My approach: Use a RegEx to extract the domain name. Then add http:
to the front and /
to the end. Here's the RegEx:
^(?:http:\/\/)?([\w_]+(?:\.[\w_]+)+)(?=(?:\/|$))
Also see this answer to the question Extract root domain name from string. (It left me somewhat disatisfied, although pointed out the need to account for https
, the port number, and user authentication info which my RegEx does not do.)
Here is an implementation in VBScript. I put the RegEx in a constant and defined a function named GetDomainName()
. You should be able to incorporate that function in your ASP page like this:
normalizedUrl = "http://" & GetDomainName(url) & "/"

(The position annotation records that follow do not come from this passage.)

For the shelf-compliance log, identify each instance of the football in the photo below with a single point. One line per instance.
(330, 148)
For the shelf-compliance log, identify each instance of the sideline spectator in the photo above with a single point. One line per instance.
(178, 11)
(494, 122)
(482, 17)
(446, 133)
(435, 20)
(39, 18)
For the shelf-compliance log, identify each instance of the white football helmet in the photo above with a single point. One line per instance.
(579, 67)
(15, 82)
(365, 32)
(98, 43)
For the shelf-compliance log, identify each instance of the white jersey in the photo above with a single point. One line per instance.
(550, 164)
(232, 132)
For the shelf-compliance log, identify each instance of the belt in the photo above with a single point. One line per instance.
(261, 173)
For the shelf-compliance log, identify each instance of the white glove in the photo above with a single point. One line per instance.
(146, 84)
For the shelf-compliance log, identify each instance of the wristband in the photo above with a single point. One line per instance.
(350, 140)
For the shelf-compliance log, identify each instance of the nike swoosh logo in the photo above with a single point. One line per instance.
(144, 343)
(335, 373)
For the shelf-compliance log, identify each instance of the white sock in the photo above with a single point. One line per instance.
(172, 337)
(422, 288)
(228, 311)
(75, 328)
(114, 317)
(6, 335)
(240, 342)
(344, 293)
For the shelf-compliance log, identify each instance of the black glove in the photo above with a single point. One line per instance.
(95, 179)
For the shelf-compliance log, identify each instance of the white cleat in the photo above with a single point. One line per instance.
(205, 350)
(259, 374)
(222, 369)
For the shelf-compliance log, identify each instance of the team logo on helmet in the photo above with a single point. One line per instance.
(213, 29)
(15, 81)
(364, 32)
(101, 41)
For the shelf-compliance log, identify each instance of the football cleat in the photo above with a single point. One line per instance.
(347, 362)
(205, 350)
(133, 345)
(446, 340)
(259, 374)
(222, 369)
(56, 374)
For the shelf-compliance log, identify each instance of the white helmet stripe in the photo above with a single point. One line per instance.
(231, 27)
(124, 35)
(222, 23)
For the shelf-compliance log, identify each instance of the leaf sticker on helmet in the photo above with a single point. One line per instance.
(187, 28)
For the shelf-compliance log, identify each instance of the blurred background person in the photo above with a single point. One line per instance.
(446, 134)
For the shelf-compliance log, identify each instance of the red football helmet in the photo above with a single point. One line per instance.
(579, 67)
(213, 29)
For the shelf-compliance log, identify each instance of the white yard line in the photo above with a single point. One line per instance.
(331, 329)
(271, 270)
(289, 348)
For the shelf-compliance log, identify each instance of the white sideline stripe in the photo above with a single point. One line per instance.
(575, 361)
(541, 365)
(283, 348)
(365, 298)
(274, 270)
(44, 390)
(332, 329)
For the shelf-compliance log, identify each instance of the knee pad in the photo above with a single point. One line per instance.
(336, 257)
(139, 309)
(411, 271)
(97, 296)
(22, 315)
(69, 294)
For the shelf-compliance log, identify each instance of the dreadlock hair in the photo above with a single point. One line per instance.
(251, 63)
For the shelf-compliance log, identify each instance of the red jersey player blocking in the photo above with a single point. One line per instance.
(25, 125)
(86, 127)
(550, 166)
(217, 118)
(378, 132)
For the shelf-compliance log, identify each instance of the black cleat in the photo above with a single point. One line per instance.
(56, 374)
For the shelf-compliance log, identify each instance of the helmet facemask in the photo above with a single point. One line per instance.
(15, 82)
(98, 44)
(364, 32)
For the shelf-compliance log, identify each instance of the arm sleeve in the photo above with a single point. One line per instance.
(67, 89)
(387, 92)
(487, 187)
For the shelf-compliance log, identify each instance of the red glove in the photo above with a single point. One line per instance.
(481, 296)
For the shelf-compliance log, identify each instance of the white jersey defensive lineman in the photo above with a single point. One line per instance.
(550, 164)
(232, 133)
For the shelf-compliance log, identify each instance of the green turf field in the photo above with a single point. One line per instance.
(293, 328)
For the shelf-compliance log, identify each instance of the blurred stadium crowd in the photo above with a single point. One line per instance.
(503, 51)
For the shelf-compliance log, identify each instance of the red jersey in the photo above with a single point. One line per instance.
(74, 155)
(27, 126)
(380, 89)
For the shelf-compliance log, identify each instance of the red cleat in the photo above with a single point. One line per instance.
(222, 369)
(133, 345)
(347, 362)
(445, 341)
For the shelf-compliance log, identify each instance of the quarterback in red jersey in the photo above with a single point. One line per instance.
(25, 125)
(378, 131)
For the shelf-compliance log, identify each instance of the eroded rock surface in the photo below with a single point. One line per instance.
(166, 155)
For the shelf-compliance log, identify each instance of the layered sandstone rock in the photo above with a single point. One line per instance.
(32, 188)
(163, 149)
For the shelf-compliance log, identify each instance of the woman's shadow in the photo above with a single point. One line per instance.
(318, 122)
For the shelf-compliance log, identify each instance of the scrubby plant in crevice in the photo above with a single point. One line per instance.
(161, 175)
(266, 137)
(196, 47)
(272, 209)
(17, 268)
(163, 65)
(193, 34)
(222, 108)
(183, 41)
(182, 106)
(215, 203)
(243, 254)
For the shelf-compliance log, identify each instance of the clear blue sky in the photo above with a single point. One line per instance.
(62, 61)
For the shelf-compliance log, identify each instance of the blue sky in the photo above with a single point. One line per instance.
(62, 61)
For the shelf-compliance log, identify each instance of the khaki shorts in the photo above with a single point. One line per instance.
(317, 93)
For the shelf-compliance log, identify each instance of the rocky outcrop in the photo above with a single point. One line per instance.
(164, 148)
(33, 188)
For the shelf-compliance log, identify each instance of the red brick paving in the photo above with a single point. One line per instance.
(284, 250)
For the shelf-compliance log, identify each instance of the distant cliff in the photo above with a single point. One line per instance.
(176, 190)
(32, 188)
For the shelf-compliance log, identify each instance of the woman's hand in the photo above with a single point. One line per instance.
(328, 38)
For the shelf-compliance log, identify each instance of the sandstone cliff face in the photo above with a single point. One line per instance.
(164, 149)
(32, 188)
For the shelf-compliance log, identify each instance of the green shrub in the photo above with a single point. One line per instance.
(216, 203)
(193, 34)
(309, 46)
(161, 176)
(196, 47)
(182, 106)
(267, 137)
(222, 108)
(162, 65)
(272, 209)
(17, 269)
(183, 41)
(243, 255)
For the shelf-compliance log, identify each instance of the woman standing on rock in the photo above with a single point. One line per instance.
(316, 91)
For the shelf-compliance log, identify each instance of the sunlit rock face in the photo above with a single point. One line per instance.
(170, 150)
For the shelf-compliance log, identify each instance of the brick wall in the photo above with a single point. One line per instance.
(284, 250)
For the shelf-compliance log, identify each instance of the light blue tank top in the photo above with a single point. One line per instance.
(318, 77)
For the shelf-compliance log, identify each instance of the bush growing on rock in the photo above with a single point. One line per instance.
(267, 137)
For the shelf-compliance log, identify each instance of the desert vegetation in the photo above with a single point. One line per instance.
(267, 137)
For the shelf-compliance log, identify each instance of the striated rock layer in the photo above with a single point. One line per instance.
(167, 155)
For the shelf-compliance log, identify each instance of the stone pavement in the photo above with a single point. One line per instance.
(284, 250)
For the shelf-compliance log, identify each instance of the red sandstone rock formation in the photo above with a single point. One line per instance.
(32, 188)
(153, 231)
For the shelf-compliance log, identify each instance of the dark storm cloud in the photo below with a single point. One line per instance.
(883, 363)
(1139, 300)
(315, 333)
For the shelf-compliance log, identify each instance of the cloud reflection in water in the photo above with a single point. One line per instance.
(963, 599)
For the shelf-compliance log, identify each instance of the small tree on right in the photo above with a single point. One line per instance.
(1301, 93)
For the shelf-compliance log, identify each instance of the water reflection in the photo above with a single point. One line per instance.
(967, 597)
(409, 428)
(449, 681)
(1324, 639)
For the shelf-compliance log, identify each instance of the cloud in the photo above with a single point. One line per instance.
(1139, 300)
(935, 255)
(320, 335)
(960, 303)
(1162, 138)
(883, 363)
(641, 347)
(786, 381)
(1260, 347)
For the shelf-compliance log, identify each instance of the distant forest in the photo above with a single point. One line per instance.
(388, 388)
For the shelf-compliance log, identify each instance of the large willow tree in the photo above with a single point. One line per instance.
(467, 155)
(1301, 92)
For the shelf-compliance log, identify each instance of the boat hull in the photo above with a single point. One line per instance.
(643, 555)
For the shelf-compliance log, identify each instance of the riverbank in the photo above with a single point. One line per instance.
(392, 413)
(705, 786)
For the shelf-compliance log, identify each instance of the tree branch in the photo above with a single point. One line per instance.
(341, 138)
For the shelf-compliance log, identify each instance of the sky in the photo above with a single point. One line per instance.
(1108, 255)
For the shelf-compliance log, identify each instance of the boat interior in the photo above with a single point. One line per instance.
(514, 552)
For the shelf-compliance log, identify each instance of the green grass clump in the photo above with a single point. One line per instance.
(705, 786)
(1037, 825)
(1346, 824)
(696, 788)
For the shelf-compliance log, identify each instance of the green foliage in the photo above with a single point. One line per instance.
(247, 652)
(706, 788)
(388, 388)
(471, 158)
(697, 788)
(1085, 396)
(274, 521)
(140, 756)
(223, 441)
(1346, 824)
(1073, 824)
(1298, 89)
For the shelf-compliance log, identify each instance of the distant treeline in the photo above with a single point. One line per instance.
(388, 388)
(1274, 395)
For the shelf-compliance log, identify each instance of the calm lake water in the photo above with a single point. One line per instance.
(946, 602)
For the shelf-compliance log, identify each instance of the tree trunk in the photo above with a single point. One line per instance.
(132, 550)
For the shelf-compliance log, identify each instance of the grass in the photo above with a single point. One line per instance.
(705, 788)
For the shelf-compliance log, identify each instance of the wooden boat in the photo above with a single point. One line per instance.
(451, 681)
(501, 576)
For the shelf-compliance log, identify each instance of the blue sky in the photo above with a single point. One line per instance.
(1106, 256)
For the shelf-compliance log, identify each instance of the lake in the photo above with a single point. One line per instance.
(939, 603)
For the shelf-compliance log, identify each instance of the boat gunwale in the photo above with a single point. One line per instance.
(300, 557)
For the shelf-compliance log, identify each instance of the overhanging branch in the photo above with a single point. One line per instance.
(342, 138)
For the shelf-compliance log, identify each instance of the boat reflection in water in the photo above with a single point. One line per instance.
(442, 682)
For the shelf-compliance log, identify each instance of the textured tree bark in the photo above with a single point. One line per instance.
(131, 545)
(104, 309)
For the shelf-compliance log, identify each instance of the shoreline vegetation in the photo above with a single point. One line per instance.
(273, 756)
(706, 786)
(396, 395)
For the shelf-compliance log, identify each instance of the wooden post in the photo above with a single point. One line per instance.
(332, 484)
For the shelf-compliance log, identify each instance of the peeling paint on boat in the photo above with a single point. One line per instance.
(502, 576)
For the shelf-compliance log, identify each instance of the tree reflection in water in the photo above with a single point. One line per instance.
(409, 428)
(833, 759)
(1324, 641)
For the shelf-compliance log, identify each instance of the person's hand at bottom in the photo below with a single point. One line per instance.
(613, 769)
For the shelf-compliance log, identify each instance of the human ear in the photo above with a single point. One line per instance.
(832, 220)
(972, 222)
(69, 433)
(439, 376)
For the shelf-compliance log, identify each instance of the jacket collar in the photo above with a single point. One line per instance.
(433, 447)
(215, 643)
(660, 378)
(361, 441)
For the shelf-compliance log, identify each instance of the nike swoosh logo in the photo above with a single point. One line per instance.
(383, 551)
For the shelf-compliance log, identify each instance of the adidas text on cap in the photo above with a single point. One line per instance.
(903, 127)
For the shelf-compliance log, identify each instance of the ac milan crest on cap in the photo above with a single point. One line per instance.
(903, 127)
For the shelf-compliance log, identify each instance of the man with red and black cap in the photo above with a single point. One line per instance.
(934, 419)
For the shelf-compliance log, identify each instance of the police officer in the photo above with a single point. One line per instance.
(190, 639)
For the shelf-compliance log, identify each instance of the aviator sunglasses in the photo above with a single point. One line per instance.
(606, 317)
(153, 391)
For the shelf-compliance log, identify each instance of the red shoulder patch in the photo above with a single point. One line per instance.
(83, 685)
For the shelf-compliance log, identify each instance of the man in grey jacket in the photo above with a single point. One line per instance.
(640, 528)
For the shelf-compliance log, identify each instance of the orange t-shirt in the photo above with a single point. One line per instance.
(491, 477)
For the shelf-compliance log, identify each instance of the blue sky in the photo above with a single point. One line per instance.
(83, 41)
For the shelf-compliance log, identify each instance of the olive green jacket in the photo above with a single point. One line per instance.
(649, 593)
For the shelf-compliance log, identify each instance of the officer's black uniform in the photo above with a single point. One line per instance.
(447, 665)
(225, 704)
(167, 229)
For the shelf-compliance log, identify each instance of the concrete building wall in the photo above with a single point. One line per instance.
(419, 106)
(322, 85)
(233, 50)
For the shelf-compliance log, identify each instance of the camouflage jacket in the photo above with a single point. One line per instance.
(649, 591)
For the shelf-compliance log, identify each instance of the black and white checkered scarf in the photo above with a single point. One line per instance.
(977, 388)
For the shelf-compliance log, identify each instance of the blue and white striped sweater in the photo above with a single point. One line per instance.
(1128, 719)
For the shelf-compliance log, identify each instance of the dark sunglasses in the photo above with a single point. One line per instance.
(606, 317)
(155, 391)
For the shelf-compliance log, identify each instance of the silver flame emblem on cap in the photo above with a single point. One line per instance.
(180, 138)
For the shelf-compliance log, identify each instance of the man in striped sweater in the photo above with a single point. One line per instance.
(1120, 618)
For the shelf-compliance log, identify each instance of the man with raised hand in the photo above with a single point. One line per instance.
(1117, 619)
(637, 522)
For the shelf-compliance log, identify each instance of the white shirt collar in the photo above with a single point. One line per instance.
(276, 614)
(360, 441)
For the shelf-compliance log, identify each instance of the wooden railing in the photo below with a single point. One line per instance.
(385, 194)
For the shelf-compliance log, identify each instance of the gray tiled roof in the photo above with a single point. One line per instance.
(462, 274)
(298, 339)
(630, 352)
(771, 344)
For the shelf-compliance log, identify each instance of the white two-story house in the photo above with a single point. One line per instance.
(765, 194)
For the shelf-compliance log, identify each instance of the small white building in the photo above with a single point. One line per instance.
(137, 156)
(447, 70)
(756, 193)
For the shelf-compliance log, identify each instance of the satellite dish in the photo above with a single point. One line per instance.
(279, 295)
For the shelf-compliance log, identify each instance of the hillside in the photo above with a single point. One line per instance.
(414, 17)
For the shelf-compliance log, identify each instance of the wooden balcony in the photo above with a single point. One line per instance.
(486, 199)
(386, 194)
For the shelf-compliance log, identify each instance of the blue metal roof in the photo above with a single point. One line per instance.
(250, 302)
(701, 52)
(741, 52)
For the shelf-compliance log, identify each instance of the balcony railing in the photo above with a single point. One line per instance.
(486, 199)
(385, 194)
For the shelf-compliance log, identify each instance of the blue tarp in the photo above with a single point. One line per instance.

You can also test my script from the command prompt by saving the code to a file named test.vbs
and then passing it to cscript
:
cscript test.vbs
Test Program
Option Explicit
Const REGEXPR = "^(?:http:\/\/)?([\w_]+(?:\.[\w_]+)+)(?=(?:\/|$))"
' ^^^^^^^^^ ^^^^^^ ^^^^^^^^^^ ^^^^
' A B1 B2 C
'
' A - An optional 'http://' scheme
' B1 - Followed by one or more alpha-numeric characters
' B2 - Followed optionally by one or more occurences of a string
' that begins with a period that is followed by
' one or more alphanumeric characters, and
' C - Terminated by a slash or nothing.
Function GetDomainName(sUrl)
Dim oRegex, oMatch, oMatches, oSubMatch
Set oRegex = New RegExp
oRegex.Pattern = REGEXPR
oRegex.IgnoreCase = True
oRegex.Global = False
Set oMatches = oRegex.Execute(sUrl)
If oMatches.Count > 0 Then
GetDomainName = oMatches(0).SubMatches(0)
Else
GetDomainName = ""
End If
End Function
Dim Data : Data = _
Array( _
"xhttp://www.test.com" _
, "http://www..test.com" _
, "http://www.test.com." _
, "http://www.test.com" _
, "www.test.co.uk/" _
, "www.test.co.uk/?q=42" _
, "www.test.info/test-page.html" _
, "www.test.gov/test-folder/test-page.html" _
, ".www.test.co.uk/" _
)
Dim sUrl, sDomainName
For Each sUrl In Data
sDomainName = GetDomainName(sUrl)
If sDomainName = "" Then
WScript.Echo "[ ] [" & sUrl & "]"
Else
WScript.Echo "[*] [" & sUrl & "] => [" & sDomainName & "]"
End If
Next
Expected Output:
[ ] [xhttp://www.test.com]
[ ] [http://www..test.com]
[ ] [http://www.test.com.]
[*] [http://www.test.com] => [www.test.com]
[*] [www.test.co.uk/] => [www.test.co.uk]
[*] [www.test.co.uk/?q=42] => [www.test.co.uk]
[*] [www.test.info/test-page.html] => [www.test.info]
[*] [www.test.gov/test-folder/test-page.html] => [www.test.gov]
[ ] [.www.test.co.uk/]